Frederick Boateng

Personal information
- Full name: Frederick Boateng
- Date of birth: 13 October 1993 (age 31)
- Place of birth: Accra, Ghana
- Height: 1.79 m (5 ft 10 in)
- Position(s): Centre forward

Team information
- Current team: Clube Desportivo da Huila
- Number: 10

Senior career*
- Years: Team / Apps / (Gls)
- 2014: → Ebusua Dwarfs / 22 / (8)
- 2016–2018: → International Allies F.C. / 24 / (8)
- 2018: Asante Kotoko / 21 / (4)
- 2019: Clube Desportivo da Huila / 10 / (4)

= Frederick Boateng =

Ghanaian footballer

Frederick Boateng (born December 10, 1993) is a Ghanaian football player who plays as a striker for Clube Desportivo da Huíla.

== Club career ==
In January 2018 Ghana Premier League team Asante Kotoko confirmed signing the striker from fellow Ghanaian Premier League side Inter Allies.
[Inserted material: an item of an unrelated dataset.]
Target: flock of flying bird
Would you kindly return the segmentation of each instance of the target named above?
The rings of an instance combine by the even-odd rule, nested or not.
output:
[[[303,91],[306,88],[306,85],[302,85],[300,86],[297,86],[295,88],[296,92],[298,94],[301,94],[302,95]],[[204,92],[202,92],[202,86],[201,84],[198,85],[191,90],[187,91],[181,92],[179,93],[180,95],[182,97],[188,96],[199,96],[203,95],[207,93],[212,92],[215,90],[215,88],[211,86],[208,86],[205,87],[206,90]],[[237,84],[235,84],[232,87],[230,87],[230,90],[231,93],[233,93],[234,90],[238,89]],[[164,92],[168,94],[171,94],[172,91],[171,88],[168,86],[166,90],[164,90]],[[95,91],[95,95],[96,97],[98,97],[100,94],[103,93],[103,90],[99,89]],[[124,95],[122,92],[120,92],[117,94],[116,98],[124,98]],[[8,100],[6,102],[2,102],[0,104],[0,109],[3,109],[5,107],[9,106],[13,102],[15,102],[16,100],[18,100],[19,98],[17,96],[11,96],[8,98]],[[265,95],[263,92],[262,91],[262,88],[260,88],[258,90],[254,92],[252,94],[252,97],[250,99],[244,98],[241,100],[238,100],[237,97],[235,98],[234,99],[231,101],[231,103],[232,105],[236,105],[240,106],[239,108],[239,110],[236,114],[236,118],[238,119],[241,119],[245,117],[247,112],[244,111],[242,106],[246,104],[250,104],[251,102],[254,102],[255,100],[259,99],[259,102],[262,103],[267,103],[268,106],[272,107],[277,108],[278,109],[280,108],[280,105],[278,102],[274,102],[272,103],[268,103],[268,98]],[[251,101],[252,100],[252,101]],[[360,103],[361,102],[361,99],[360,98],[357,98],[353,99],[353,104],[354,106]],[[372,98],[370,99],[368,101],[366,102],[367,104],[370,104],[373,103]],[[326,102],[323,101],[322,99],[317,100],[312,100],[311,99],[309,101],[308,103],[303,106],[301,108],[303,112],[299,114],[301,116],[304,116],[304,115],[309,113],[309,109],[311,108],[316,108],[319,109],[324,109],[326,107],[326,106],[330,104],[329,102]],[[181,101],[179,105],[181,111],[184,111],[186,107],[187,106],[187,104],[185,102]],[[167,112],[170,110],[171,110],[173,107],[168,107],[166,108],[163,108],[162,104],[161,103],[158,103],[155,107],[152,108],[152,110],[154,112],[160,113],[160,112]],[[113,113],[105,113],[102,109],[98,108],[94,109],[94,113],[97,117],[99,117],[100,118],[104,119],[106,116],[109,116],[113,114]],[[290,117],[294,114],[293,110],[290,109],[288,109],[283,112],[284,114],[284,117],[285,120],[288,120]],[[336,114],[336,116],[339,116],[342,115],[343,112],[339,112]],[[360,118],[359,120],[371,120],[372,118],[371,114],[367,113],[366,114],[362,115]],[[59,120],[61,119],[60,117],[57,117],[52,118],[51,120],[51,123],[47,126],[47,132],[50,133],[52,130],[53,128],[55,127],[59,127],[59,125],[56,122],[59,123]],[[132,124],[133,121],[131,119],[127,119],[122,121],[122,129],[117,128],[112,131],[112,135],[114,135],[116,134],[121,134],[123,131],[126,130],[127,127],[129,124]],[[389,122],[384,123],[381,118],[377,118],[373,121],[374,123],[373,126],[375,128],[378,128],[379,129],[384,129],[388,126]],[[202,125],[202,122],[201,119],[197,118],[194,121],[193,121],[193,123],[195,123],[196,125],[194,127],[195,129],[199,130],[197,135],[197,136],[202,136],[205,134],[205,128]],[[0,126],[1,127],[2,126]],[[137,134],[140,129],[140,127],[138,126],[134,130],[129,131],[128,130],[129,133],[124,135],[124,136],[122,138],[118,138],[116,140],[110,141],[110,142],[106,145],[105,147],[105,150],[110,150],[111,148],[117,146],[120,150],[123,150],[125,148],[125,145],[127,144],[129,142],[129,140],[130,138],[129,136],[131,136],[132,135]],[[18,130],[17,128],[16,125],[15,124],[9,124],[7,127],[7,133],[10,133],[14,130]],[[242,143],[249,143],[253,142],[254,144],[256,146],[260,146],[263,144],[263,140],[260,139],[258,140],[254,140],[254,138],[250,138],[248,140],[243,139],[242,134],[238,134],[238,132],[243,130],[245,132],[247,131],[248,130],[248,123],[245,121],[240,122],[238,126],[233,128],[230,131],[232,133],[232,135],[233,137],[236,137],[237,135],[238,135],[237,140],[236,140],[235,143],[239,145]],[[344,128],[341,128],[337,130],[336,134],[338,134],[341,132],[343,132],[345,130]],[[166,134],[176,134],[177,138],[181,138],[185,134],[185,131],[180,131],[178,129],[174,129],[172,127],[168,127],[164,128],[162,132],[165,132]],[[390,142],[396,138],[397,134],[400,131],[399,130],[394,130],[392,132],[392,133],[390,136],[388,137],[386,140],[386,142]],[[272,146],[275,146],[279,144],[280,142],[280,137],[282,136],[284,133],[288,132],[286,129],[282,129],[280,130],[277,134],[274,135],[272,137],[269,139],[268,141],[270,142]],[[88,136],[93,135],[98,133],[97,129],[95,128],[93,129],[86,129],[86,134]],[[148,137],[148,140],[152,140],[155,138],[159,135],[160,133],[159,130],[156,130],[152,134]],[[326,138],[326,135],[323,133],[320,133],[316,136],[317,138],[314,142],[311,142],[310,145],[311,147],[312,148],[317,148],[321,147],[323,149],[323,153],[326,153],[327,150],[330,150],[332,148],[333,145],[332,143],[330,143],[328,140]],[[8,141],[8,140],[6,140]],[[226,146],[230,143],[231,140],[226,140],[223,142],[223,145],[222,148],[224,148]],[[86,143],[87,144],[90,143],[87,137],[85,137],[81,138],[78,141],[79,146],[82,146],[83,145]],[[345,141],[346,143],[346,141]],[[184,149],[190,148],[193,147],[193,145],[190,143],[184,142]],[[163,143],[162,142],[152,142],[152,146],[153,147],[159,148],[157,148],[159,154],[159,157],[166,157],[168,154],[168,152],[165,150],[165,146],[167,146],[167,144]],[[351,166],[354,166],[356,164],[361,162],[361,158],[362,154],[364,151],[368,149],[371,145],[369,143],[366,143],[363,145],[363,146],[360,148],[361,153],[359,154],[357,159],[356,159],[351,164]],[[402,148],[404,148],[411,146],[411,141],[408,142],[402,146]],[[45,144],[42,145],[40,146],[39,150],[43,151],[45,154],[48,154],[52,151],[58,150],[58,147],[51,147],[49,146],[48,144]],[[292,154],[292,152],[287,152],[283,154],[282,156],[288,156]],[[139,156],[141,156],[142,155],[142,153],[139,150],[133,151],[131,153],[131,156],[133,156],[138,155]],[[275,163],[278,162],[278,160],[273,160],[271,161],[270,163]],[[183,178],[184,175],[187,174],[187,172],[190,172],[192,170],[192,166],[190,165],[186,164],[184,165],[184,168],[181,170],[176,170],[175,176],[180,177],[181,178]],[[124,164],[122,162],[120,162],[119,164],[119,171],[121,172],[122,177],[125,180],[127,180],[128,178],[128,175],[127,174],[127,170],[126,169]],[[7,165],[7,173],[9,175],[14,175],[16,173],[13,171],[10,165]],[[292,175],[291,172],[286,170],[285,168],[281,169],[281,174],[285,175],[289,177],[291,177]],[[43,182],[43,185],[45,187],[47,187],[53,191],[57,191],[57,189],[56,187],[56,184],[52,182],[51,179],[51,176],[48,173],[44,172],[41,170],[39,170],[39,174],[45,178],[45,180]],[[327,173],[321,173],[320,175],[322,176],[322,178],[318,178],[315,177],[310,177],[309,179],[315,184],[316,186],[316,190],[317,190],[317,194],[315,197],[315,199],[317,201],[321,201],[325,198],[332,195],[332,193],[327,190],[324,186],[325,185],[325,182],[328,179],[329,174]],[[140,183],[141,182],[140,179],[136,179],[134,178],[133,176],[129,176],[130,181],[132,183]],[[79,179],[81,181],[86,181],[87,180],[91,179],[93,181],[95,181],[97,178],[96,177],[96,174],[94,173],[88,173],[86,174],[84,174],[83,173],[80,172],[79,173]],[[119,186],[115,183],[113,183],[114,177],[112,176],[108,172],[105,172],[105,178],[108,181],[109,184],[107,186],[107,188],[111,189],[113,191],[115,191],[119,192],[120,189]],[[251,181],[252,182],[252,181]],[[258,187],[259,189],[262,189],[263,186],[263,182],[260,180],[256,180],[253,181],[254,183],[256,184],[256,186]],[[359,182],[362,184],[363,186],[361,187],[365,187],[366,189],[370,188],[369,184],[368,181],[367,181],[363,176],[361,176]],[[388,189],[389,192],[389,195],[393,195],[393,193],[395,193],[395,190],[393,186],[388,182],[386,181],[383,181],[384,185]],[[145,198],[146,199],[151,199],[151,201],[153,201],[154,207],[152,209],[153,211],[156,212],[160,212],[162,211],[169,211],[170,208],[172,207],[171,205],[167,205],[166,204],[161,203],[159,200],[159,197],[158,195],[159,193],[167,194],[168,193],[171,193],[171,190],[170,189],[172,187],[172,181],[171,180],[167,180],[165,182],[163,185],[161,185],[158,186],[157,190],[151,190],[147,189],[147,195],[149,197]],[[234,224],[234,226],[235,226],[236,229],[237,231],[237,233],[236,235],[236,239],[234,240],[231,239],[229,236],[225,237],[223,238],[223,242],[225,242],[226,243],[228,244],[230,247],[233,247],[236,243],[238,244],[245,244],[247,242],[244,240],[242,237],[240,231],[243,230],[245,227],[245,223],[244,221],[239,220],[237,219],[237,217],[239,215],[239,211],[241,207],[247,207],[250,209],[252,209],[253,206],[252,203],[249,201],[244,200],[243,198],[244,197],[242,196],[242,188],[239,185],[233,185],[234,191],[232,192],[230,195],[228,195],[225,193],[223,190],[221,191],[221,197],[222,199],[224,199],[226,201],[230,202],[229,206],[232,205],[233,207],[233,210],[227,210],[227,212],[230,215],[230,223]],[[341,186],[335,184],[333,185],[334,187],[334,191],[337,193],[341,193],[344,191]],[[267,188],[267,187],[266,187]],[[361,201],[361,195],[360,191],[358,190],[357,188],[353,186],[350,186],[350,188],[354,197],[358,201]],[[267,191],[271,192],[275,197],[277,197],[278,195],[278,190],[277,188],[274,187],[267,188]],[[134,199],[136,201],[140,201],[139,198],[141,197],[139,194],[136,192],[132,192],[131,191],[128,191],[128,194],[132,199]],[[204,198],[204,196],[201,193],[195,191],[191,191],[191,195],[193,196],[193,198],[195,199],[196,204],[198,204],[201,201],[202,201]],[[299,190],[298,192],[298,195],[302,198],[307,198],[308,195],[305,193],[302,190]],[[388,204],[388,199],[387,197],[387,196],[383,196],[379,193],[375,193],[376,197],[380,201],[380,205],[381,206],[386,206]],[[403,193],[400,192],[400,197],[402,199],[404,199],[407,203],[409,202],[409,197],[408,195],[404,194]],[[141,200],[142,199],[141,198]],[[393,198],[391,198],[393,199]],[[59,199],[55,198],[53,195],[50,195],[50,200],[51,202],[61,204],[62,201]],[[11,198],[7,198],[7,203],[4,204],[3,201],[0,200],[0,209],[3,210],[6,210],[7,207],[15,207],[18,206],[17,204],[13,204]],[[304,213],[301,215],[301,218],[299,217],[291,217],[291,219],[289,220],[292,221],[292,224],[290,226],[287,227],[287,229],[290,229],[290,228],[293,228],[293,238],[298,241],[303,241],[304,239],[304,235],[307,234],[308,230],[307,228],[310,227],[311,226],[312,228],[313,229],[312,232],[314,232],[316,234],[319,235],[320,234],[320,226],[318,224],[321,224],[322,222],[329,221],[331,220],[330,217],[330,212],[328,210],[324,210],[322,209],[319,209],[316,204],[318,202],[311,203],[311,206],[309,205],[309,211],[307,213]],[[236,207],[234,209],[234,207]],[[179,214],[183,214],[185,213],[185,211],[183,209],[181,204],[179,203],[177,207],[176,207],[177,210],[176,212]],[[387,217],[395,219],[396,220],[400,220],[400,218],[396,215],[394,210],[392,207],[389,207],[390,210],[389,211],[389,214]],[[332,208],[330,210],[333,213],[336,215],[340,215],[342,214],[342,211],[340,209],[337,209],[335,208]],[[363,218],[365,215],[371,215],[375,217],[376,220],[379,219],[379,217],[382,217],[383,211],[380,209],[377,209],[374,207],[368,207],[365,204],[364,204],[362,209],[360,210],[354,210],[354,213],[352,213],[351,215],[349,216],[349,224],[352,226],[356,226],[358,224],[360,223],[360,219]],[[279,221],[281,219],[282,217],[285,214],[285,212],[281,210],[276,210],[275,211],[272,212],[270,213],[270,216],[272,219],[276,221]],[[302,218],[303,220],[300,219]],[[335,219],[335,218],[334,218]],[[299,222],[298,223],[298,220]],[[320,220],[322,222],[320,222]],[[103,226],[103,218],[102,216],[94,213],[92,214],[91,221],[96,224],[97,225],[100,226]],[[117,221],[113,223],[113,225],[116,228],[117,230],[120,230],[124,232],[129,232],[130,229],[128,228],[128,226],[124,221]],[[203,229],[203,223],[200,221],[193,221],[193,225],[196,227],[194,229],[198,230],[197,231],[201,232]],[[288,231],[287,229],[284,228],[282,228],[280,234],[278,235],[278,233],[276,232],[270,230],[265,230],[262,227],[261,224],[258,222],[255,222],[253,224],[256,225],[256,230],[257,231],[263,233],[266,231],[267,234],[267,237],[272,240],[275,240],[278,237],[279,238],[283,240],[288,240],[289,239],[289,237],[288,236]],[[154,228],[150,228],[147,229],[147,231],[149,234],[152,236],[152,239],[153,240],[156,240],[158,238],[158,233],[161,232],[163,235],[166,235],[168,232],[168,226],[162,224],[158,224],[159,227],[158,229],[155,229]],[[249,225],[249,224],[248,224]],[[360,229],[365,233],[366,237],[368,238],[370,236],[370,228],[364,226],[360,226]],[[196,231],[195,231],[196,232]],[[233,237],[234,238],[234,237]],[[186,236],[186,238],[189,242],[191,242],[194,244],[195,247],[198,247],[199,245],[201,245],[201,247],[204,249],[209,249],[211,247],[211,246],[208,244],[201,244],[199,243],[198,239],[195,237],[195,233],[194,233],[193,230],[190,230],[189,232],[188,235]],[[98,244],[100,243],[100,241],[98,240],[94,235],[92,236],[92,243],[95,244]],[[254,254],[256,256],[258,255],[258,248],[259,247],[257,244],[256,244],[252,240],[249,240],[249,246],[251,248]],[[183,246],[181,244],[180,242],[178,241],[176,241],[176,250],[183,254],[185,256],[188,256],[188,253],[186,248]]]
In December 2018 former Kotoko coach Charles Akonnor expressed backing for Boateng who had come under pressure from the club's fans. However, in April 2019 he ended his spell with the Kumasi-based side after both sides agreed to part ways. In 2019 summer Boateng was linked with a move to Guinean side AS Kaloum Star but the deal fell through. In January 2019 he was linked with a move to Egyptian Second Division side Petrojet SC. Boateng signed for Clube Desportivo da Huila in summer of 2019.